Attila Gursoy & Ozlem Keskin Discuss Understanding Drug-Protein Interactions
Fast Breaking Paper Commentary, December 2010
![]() |
Article: Identification of computational hot spots in protein interfaces
Authors: Tuncbag, N;Gursoy,
A;Keskin, O |
Attila Gursoy & Ozlem Keskin talk with ScienceWatch.com and answer a few questions about this month's Fast Breaking Paper paper in the field of Computer Science.
Why do you think your paper is highly
cited?
Drugs can target protein-protein interfaces, and certain amino acids in interfaces are the key contact points (hot spots). We describe an efficient algorithm to predict hot spots of protein interfaces. Its efficiency allows us to apply the method on a large scale (many proteins).
Does it describe a new discovery, methodology, or
synthesis of knowledge?
It is partly methodology, partly synthesis of knowledge. Most machine learning-based hot-spot prediction methods learn complex relations between training data and hot spots; however, it is very difficult to translate these relations into simple, intuitive rules. We present a new efficient algorithm based on some simple rules to determine and mine computational hot spots in protein interfaces.
Would you summarize the significance of your paper
in layman's terms?
Coauthor Ozlem Keskin.
Drugs bind to protein surfaces. Some amino acids, called hot spots, at the surfaces are more important in binding. Prior knowledge of which amino acids are hot spots makes it possible to design new and more efficient drugs and understand how the drug acts to inhibit the protein function. For predicting hot spots, we determined a few simple rules involving physico-chemical properties of individual residues. Computational effectiveness of the model makes it favorable for hot spot prediction at a large scale.
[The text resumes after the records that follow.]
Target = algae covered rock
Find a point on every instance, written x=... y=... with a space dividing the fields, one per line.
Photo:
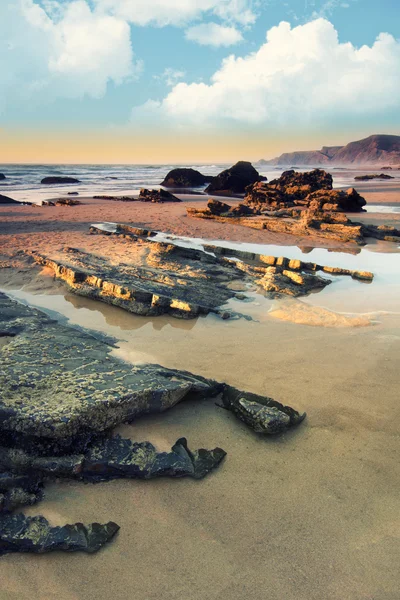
x=262 y=414
x=19 y=533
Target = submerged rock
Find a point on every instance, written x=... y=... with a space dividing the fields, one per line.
x=310 y=189
x=19 y=533
x=58 y=180
x=183 y=178
x=234 y=180
x=157 y=196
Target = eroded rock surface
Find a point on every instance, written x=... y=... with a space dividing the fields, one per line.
x=312 y=189
x=60 y=394
x=59 y=180
x=184 y=178
x=157 y=196
x=234 y=181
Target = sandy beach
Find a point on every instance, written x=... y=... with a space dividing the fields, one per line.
x=309 y=515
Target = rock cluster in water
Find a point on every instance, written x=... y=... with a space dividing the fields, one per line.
x=61 y=392
x=185 y=178
x=312 y=189
x=157 y=196
x=165 y=278
x=235 y=180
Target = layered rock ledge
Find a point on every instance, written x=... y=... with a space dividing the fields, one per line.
x=61 y=392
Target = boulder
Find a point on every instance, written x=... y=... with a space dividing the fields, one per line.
x=234 y=180
x=58 y=180
x=373 y=176
x=157 y=196
x=7 y=200
x=182 y=178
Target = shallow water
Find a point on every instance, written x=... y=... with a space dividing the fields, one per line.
x=311 y=515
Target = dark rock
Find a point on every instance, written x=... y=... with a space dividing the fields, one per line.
x=374 y=176
x=19 y=533
x=312 y=189
x=262 y=414
x=67 y=202
x=7 y=200
x=157 y=196
x=182 y=178
x=58 y=180
x=121 y=458
x=234 y=180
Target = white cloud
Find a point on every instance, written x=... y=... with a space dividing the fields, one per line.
x=211 y=34
x=70 y=51
x=179 y=12
x=170 y=76
x=300 y=75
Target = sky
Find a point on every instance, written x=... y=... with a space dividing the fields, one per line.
x=161 y=81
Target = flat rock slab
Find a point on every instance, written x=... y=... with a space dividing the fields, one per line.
x=57 y=381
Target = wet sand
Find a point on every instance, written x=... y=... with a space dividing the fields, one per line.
x=312 y=515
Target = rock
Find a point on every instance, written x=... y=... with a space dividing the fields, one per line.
x=7 y=200
x=67 y=202
x=262 y=414
x=19 y=533
x=182 y=178
x=312 y=189
x=157 y=196
x=121 y=458
x=234 y=180
x=374 y=176
x=58 y=180
x=218 y=208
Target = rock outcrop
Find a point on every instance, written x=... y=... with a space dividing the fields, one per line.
x=61 y=392
x=7 y=200
x=157 y=196
x=373 y=176
x=185 y=178
x=373 y=150
x=54 y=180
x=310 y=189
x=234 y=181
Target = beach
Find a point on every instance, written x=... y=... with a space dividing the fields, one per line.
x=311 y=514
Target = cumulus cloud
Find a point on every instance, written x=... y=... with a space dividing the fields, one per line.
x=69 y=51
x=212 y=34
x=170 y=76
x=179 y=12
x=299 y=75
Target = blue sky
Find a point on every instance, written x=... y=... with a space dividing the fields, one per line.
x=113 y=65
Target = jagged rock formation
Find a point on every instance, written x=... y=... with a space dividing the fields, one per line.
x=61 y=392
x=165 y=278
x=183 y=178
x=301 y=221
x=7 y=200
x=373 y=176
x=373 y=150
x=234 y=181
x=157 y=196
x=312 y=189
x=59 y=180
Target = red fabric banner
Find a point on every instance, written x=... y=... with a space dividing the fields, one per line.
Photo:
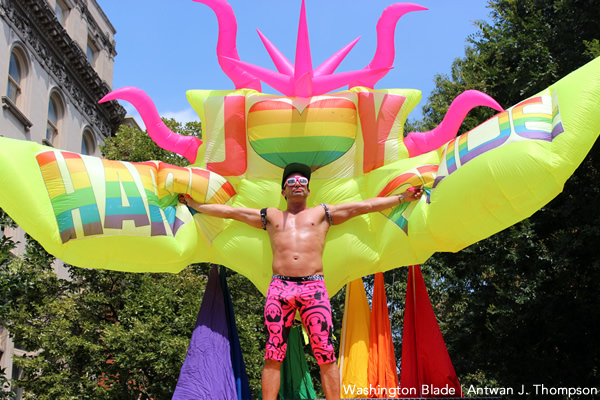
x=426 y=369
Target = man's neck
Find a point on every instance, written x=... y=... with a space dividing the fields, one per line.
x=295 y=207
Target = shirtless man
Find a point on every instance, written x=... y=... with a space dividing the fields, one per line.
x=297 y=240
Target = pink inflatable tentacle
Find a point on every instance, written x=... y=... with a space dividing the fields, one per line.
x=422 y=142
x=281 y=62
x=331 y=64
x=186 y=146
x=386 y=27
x=226 y=45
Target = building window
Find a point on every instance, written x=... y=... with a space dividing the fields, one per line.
x=91 y=51
x=55 y=113
x=88 y=144
x=15 y=76
x=62 y=11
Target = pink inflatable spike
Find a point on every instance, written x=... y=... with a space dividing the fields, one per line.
x=386 y=27
x=303 y=63
x=186 y=146
x=281 y=62
x=304 y=86
x=419 y=143
x=324 y=84
x=226 y=45
x=277 y=81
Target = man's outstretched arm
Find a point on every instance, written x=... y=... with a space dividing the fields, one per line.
x=343 y=212
x=250 y=216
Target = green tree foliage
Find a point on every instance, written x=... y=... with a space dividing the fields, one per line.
x=115 y=335
x=108 y=334
x=520 y=308
x=131 y=144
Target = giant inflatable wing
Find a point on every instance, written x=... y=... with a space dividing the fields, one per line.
x=118 y=215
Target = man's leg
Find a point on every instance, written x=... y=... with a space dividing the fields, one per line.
x=330 y=379
x=270 y=379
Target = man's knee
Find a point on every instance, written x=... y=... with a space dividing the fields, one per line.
x=272 y=364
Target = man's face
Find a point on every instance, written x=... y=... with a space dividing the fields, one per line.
x=297 y=189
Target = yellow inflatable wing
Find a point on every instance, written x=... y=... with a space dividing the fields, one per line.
x=125 y=216
x=110 y=214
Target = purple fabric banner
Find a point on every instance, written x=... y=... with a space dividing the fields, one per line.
x=207 y=372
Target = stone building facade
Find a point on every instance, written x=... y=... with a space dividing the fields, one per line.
x=56 y=62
How did you become involved in this research, and
how would you describe the particular challenges, setbacks, and
successes that you've encountered along the way?
Biology is increasingly becoming an information-driven science as enormous of amount of data is produced with the recent advances in experimental biology. This naturally leads to multidisciplinary research involving computer science as well. I believe that challenging complex problems require interdisciplinary approach for innovative solutions.
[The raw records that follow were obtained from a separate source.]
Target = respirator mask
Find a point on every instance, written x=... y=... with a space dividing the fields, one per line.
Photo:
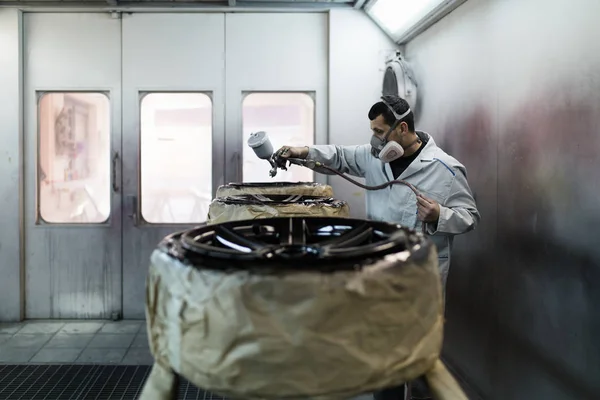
x=388 y=151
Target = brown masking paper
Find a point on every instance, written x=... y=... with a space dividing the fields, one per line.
x=296 y=334
x=222 y=211
x=284 y=188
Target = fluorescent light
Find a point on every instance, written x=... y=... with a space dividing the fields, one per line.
x=398 y=16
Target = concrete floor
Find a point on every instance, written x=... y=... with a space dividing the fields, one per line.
x=85 y=342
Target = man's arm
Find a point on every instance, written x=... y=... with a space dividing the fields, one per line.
x=459 y=213
x=346 y=159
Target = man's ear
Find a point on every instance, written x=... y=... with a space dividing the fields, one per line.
x=402 y=127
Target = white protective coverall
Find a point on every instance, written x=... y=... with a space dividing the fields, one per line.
x=435 y=174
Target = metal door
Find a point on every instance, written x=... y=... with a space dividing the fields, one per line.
x=173 y=118
x=72 y=125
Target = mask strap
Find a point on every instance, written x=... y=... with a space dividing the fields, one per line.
x=396 y=115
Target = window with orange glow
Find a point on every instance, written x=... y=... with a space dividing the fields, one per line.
x=288 y=119
x=74 y=158
x=176 y=157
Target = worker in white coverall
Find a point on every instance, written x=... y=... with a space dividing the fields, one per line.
x=397 y=151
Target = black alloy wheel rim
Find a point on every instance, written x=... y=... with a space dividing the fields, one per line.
x=304 y=243
x=274 y=199
x=269 y=184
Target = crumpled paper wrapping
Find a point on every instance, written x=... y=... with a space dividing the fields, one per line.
x=290 y=334
x=224 y=210
x=265 y=188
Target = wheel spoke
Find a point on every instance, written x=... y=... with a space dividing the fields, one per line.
x=353 y=238
x=231 y=239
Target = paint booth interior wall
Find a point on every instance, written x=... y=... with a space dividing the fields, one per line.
x=512 y=89
x=357 y=54
x=10 y=159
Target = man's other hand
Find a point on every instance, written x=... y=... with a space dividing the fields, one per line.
x=428 y=210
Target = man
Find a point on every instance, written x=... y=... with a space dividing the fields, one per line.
x=445 y=204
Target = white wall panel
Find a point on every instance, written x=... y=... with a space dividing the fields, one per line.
x=72 y=271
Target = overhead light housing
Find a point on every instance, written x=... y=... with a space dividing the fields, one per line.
x=404 y=19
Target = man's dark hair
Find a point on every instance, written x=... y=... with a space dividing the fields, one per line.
x=399 y=105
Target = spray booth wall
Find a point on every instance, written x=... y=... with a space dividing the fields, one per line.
x=512 y=89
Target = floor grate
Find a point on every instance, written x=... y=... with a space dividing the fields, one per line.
x=85 y=382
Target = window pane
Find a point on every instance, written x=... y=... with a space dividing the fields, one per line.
x=74 y=158
x=176 y=157
x=288 y=119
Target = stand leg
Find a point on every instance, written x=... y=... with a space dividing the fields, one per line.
x=162 y=384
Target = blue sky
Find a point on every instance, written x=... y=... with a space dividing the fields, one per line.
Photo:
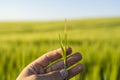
x=57 y=9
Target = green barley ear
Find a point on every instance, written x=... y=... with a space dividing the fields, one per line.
x=63 y=44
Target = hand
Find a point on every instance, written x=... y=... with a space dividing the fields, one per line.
x=40 y=69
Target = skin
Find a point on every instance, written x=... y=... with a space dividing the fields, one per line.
x=40 y=69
Our multidisciplinary computational biology group and our work on protein-protein interactions resulted in this particular hot-spot prediction work. A major challenge is to create an harmonious group with complementary partners.
Where do you see your research leading in the
future?
Our research has important practical applications, particularly in drug discovery and design. The method may be used for the design of specific therapeutic agents for protein interactions. In the future, part of our research will be on understanding drug-protein interactions in a larger context (protein interaction networks).
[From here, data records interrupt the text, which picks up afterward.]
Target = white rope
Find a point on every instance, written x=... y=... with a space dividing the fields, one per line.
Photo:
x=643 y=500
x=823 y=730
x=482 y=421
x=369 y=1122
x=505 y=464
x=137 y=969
Do you foresee any social or political
implications for your research?
The drug discovery and design is a challenging and expensive process.
Society will benefit significantly from any development in this area. Our
research may help narrow down potential binding sites to be used for drug
design.
Attila Gursoy
Professor of Computer Science
College of Engineering
Koc University, Istanbul
Ozlem Keskin
Assoc. Professor of Chemical and Biological Engineering
College of Engineering
Koc University, Istanbul
KEYWORDS: GLOBULAR-PROTEINS; SUBUNIT INTERFACES; RECEPTOR COMPLEX; BINDING-ENERGY; SEQUENCE; PREDICTION; CONSERVATION; DATABASE; SITES; HORMONE.